Management was explicit that these increases can be achieved within ASML's existing manufacturing footprint. "All the capacity increases, either planned or investigated, are based on our existing footprint," Fouquet said, noting the company has spent the past six to nine months optimizing cleanroom space rather than breaking ground on new facilities. Dassen added an important nuance: because the 2027 tool mix shifts from a blend of D and E models to primarily E and F models, the unit increase understates the real capacity add. "What you're looking at is not a 30% improvement of wafer capacity that we're adding, but approximately 45%," he said, once the higher throughput of newer models and ongoing upgrade sales to the installed base are factored in.

Analysts pressed on whether 85 and 110 units represent a ceiling. Dassen was clear ASML is not waiting for firm purchase orders before investing. "We're not waiting. We're preempting," he said of the 2028 scenario, noting the company doesn't yet have orders for 110 EUV Low-NA tools but is acting on strong demand signals from customers.

High-NA Reaches a Production Milestone With Intel

ASML confirmed that Intel Foundry is now using High-NA EUV technology on its 18A process node to produce a subset of Intel Core Ultra Series 3 processors, a milestone the company called an important step in proving High-NA readiness in a production environment. Fouquet used the announcement to push back on the narrative, following TSMC's public comments, that High-NA pricing is out of step with the value it delivers. He argued the logic mirrors ASML's earlier transition to Low-NA EUV: cost advantages only materialize once the platform reaches sufficient maturity. "The key for High-NA to be cost-effective, to beat the cost of Low-NA plus immersion multi-patterning, is to bring High-NA to the right maturity," he said, calling the Intel milestone "maybe the strongest sign so far that we're getting there." Full-year 2026 High-NA system recognition remains unchanged at four to five tools.

On whether logic or memory customers adopt High-NA first at scale, Fouquet declined to pick a side, noting both segments are moving toward heavier multi-patterning on Low-NA over time and both are actively qualifying High-NA on product wafers.

Margin Trajectory Points Higher Into 2027

Gross margin came in at 54% in the quarter, above guidance, aided by high-margin components within the installed base business. Management guided third-quarter gross margin to 55%-57% and pointed to a further step-up in the fourth quarter, driven by a richer EUV mix, stronger immersion volumes in the back half after a deliberately weak first half, and continued installed-base strength. Dassen noted the company is effectively done shipping D-model EUV tools this year, as the underlying ZEISS optic is sold out, meaning 2027 shipments will consist entirely of higher-throughput E and F models. "That mix will come with a better ASP than the mix that we have this year, because it also will come with higher productivity... and also comes with a better gross margin profile," he said, while stopping short of guiding 2027 margins directly.
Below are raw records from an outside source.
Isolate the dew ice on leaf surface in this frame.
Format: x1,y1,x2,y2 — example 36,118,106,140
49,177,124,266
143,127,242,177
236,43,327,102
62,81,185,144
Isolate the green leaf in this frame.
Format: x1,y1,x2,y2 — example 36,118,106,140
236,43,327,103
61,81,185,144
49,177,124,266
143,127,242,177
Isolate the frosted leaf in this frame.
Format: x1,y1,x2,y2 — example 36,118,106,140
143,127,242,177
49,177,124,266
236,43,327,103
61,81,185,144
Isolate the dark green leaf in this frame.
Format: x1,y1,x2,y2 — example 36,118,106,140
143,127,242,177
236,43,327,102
Operating Leverage Is Becoming a Structural Story

Cantor Fitzgerald's C.J. Muse flagged that second-quarter revenue grew roughly 35% year-over-year while operating expenses grew only about 6%, prompting a question about whether that ratio of incremental operating margin is sustainable. Dassen confirmed the company intends to keep managing R&D and SG&A tightly rather than scaling headcount in line with revenue, as it did in past upcycles. "We believe that with the team that we have today, we can really entertain a very aggressive roadmap going forward," he said, suggesting operating leverage should continue to improve in coming quarters rather than reverse.

China remained steady at around 20% of total net sales, in line with overall company growth and driven mainly by mainstream logic demand, suggesting no material change in the geographic mix despite the broader capacity buildout. ASML set its next Capital Markets Day for June 10, 2027, where it will update longer-term targets to reflect the shift in market and technology dynamics since the prior update.